No doubt the internet is an amazing, powerful development of human history, freeing up information and helping us manifest our greatest hopes and dreams. It can catalyze the election of our first black President or shed sunlight upon a repressive Iranian regime. It can erase boundaries of geography and spirit. It can facilitate a more verdant artistic culture. New, compelling voices can find an audience regardless of birthright. A music fan is no longer dependent on Clear Channel-owned radio or having a great record store in their area. We can sample more music on our terms than we ever thought possible. A cultural meritocracy can be more realized.
But if no one casts their vote of support via payment, then what good is any of this technology?
Without the consumer's direct support, labels will continue to perish and great bands will have to dramatically scale back their operations. Publishing companies will lock their doors. Magazines and newspapers will continue their agonizing death, and the loudest voices in media will be the ones who can already afford not to be adequately paid.
The internet offers individuals greater power than we've ever had, but with this technology comes responsibility.

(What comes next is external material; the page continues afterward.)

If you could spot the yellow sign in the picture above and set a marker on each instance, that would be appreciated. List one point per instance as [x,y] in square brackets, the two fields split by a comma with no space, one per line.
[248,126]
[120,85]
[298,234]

We can accept this and use the internet in ways that deliver on its promise of democracy, openness, and progress. Or, thinking ourselves powerless and passive, we can sit back and watch as everything lasting and healthy about our media culture fades into history. There's nothing inherently good or bad about the internet -- it has potential for either. It's what we choose to do with it that matters.
The closing moments of Steal This Film 2, the online documentary produced in part by TPB, might come close to capturing this entire debate. At the very least, it captures the sublime irony of Freeloading.
The final image is not one of hope or dreams, but of destruction. We see a large building repeatedly collapse into rubble. As the credits ominously roll, the makers of the film plead with the viewer to donate, of all things, money. After all their talk of the cheapening infection of money upon art and ideas, that lazy musicians (however talented) and bloated film companies were simply wrong to expect payment for their recordings and productions, the cocky anarchists of The Pirate Bay ask for monetary donations not once... but twice.
Someone, I suppose, needed to pay their production costs.